Three marathons in three days in memory of ‘amazing’ friend who lost cancer battle aged 24

A group of friends have pledged to continue fundraising despite the death of their mate from cancer. Catherine Scott reports.

Left to right, Ollie Ward, Jeremy Butterfield and Henry Bartle will be running three marathons in three days in memory of their friend James Hindmarsh,

In April last year James Hindmarsh was diagnosed with a rare type of bone cancer called Alveolar Rhabdomyosarcoma (ARMS).

Over the following year he battled through various types of gruelling chemotherapy and radiotherapy treatment. Unfortunately this treatment hadn’t worked.

Sign up to our daily newsletter

The i newsletter cut through the noise

His only option was to look into sourcing private medical treatment. This clearly came at a cost, even for the research to take place.

James Hindmarsh was just 24 when he died from a rare form of cancer

Together a group of his close friends and colleagues decided to raise money to try to give James from Harrogate the best chance possible to beat this cruel and punishing illness. Colleagues at work, the DSG Group, raised an impressive £35,000 and a group of friends also started to fundraise. They set themselves a target of £30,000 and were only £4,000 off that target when James, 24, lost his battle a year after his diagnosis.

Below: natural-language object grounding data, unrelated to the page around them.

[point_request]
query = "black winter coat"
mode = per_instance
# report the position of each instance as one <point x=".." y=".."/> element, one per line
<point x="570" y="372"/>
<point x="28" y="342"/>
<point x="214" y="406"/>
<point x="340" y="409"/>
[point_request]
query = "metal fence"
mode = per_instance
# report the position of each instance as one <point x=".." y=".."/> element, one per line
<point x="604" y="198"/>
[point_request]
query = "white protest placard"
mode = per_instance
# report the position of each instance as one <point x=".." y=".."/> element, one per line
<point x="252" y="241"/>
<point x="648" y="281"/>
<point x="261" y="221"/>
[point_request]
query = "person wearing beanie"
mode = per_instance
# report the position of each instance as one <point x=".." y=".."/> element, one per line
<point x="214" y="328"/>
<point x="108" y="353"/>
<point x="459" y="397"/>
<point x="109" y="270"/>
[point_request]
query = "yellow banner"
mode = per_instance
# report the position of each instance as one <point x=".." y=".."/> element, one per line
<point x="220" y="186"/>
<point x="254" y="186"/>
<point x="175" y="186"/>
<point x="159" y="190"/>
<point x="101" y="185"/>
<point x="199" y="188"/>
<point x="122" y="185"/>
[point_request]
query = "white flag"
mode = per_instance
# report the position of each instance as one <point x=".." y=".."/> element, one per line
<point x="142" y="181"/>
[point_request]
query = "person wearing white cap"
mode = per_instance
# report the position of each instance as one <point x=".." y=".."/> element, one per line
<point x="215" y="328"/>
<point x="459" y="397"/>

The money raised will now be donated to Sarcoma UK, a charity that works to support and help sarcoma patients and hopefully to a recently diagnosed sufferer. And they have pledged to continue fund-raising for the charity in James’s name. Henry Bartle, Ollie Ward and Jeremy Butterfield will be running three marathons in three days taking place on May 28, 29 and 30 – ending at the West Park Hotel in Harrogate .

“James was an amazing person and completing the challenge is what he would have wanted,” says best friend Henry who had known James since he was six and who has lived with him. “James was always one to help others and never put himself first. By doing these challenges we’re honouring the outlook James had on life and pushing ourselves out of our comfort zones.”

Henry said James never wanted to know the bleak prognosis of his form of cancer which has around a 10 per cent survival rate.

“He stayed so positive right up until the end,” recalls Henry. “But this is such a rare cancer especially in someone James’s age that there just isn’t much known about it. As well as raising money we want to raise awareness of this type of cancer.”

The friends will be running the first two marathons along the canal from Leeds to Shipley and back and then on the final one in Harrogate.